Mehr als diese imageschädlichen Herren im Hause, das für „Gesundheit und Nachhaltigkeit“ stehen, „den Klimawandel in den Griff kriegen“ und „das Bestreben, Menschen zu helfen und ihr Leben zu verbessern, immer vor dem rücksichtslosen Streben nach Profit“ stellen will, dürften dem Weltbeglücker aus Malmö die Konkurrenten zusetzen. Unilever verkündet große Pläne, Nestlé stellte schon sein Wundamittel vor. In nur neun Monaten entwickelt, setzt es auf gelbe Erbsen und wirbt mit seinem Eiweißgehalt; denn Ernährungswissenschaftler hatten Hafermilch wegen ihres schwachen Proteingehalts als schlechten Ersatz für Kuhmilch abqualifiziert. Wunda kommt zunächst in Frankreich, Holland und Portugal auf den Markt und demonstriert Nestlés offenkundigen Ehrgeiz, Ersatz für alle tierischen Lebensmittel zu entwickeln, ebenso wie die demnächst auch außerhalb der Schweiz erhältliche Neuentwicklung Sensational Vuna, eine Thunfischnachahmung auf Erbsenbasis, die so super schmeckt wie Supermarkt. Als nächstes ist Jakobsmuschel dran.

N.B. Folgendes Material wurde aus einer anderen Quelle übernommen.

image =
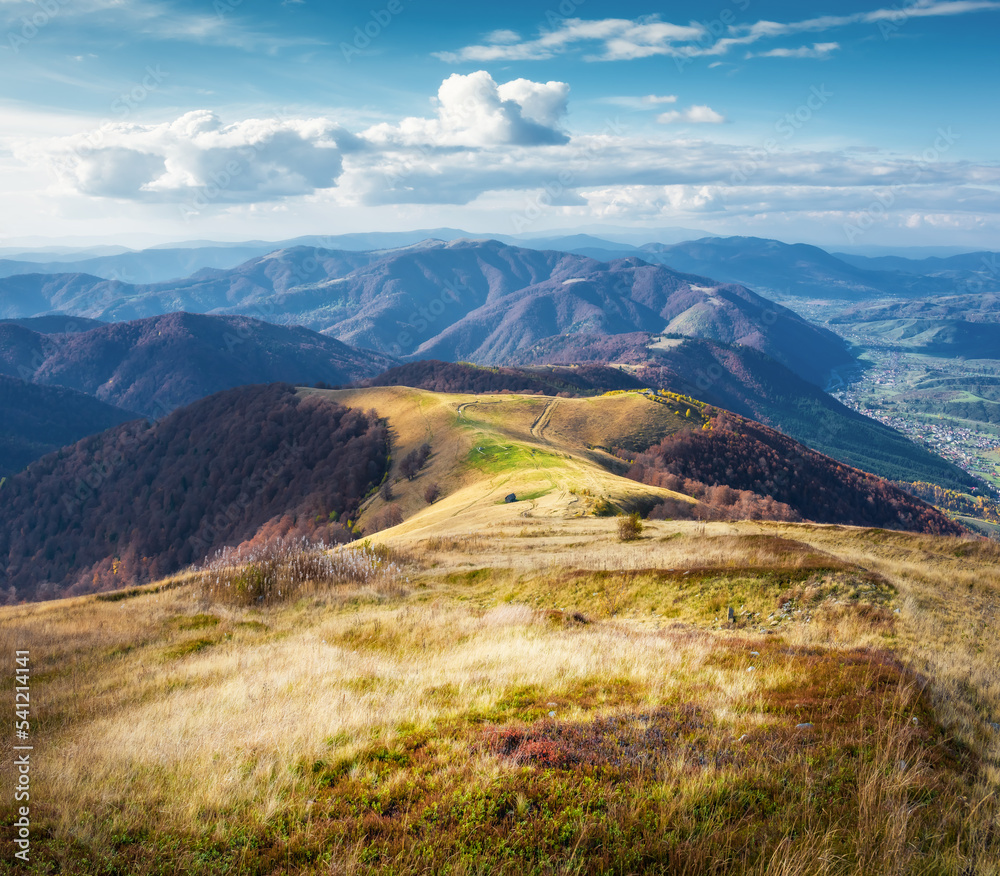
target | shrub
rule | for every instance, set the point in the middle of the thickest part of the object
(629, 526)
(391, 515)
(284, 569)
(414, 461)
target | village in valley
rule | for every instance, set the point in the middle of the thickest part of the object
(888, 390)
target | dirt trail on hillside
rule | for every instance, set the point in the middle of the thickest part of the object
(544, 418)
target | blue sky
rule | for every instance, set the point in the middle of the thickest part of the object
(844, 123)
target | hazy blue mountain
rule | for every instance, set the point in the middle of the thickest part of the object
(481, 301)
(773, 267)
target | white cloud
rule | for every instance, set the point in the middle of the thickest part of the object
(249, 161)
(619, 39)
(694, 115)
(816, 50)
(486, 143)
(473, 111)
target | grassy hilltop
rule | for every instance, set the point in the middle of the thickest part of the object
(493, 687)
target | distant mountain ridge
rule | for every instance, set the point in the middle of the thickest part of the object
(158, 364)
(774, 267)
(140, 501)
(35, 420)
(486, 302)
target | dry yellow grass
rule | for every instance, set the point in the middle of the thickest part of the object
(160, 717)
(483, 717)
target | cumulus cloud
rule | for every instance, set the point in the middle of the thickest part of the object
(693, 115)
(473, 111)
(816, 50)
(488, 143)
(248, 161)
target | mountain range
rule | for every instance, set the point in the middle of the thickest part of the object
(482, 301)
(35, 420)
(155, 365)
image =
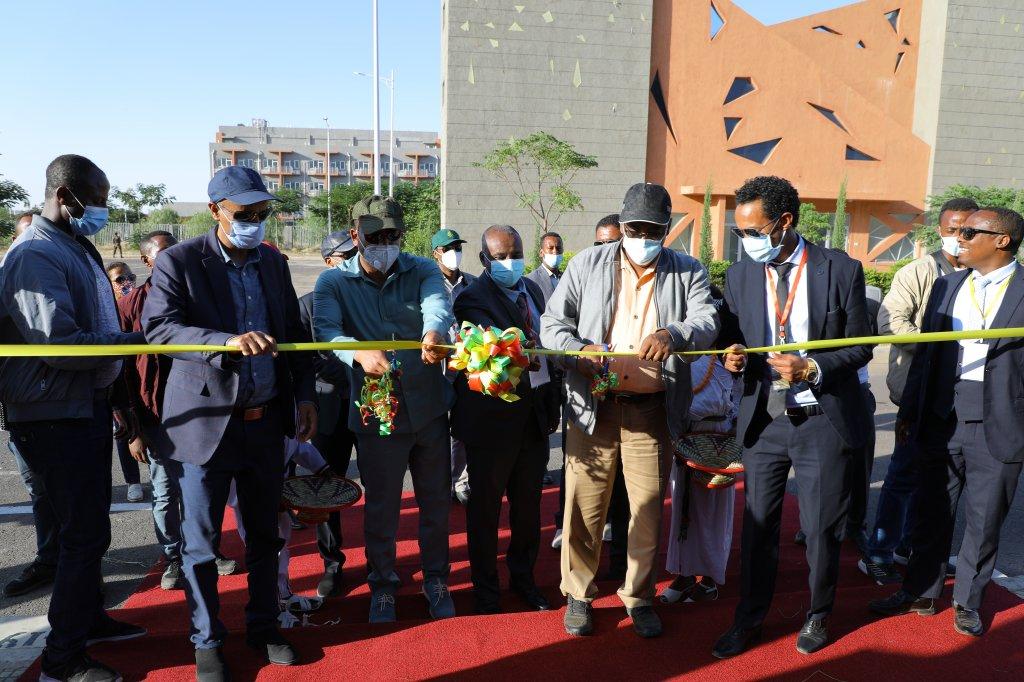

Die Aktivitäten der Foodkonzerne muss Start-ups à la Oatly nicht schrecken. Erstens haben sie den Vorteil, beim Retten der Menschheit und ihres Planeten glaubwürdiger als das traditionelle Big Business auf die Konsumenten zu wirken. Und zweitens sitzt das Geld der Investoren locker, wenn man den Dreiklang von Lebensmittel, Gesundheit und Nachhaltigkeit intoniert und dabei jünger und flotter wirkt als etablierte Unternehmen. Nicht minder wichtig ist, veränderte Verbraucherpräferenzen in die Welt der Medien zu setzen. Dann wird von Stern bis New York Times behauptet, dass vegane Ernährung im Mainstream ist. In Deutschland machen den aber bloß 1,4 bis 1,8 % der Bevölkerung aus, in den USA schwanken die Umfragen zwischen 3 und 6 %.